Number of pool processes should be taken carefully as pytorch ops could be multi-threaded and all that can lead to perf degradation if using too much processes. Let me know if this is what you were thinking of?

In case we would like to add something similar to ignite API, we have to think carefully about the public API...

vfdev-5 avatar May 03 '24 09:05 vfdev-5

Hi @vfdev-5 , thanks for this super example 👍 yes it covers most of my needs!

I have some questions:

  • What is the engine.state.storage, is it something internal? How does it work?
  • I am using ClearMLLogger and multiple Average metrics, how would they interact with the example you provided? More specifically: here we are writing the metric values directly to the engine.state.metrics, would the metrics/logger properly pick up the values of each iteration? How to ensure it?
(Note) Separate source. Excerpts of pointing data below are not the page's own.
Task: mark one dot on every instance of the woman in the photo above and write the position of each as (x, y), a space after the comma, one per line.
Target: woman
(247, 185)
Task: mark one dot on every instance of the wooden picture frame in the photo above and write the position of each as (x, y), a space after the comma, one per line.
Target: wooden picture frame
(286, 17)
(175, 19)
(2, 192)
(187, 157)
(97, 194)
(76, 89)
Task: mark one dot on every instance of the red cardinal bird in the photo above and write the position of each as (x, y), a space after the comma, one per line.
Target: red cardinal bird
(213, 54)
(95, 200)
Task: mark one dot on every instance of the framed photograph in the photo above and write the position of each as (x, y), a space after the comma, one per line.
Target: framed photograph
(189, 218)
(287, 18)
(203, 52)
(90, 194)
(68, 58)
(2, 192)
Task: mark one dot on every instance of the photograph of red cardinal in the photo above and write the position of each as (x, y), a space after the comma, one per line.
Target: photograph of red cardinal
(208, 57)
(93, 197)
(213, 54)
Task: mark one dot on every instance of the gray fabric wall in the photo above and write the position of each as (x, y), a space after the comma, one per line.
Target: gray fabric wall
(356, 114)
H4dr1en avatar May 15 '24 12:05 H4dr1en

What is the engine.state.storage, is it something internal? How does it work?

It is just a user-defined list manually created on an Engine.state: validator.state.storage = [], not something ignite internal.

More specifically: here we are writing the metric values directly to the engine.state.metrics, would the metrics/logger properly pick up the values of each iteration? How to ensure it?
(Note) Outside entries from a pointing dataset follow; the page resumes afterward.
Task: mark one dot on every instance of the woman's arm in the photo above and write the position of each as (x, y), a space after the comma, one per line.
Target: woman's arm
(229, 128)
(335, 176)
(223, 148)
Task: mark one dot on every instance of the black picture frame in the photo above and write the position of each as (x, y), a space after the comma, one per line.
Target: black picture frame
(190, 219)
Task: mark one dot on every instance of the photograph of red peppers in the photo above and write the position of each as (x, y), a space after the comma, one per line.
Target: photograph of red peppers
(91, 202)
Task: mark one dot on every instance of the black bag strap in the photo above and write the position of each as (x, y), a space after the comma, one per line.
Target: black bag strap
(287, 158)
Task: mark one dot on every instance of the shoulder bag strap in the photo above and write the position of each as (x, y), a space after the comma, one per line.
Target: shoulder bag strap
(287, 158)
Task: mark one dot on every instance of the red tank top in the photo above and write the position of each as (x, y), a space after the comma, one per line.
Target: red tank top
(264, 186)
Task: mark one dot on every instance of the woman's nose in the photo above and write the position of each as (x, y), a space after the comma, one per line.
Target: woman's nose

Yes, loggers if configured to log metrics are taking values from engine.state.metrics: https://github.com/pytorch/ignite/blob/03747ec0ba23e7c34640cb7d55f04b093c97b33d/ignite/handlers/base_logger.py#L124

To ensure that loggers picks the value, you have to add its handler after gather_results handler. While debugging, you can check that handlers on the event are set in the desired order, for example:

event = Events.EPOCH_COMPLETED   # or Events.ITERATION_COMPLETED
print(engine._event_handlers[event])

vfdev-5 avatar May 15 '24 13:05 vfdev-5

That's perfect 💯 Closing the issue for now, this should do it 👍

H4dr1en avatar May 15 '24 13:05 H4dr1en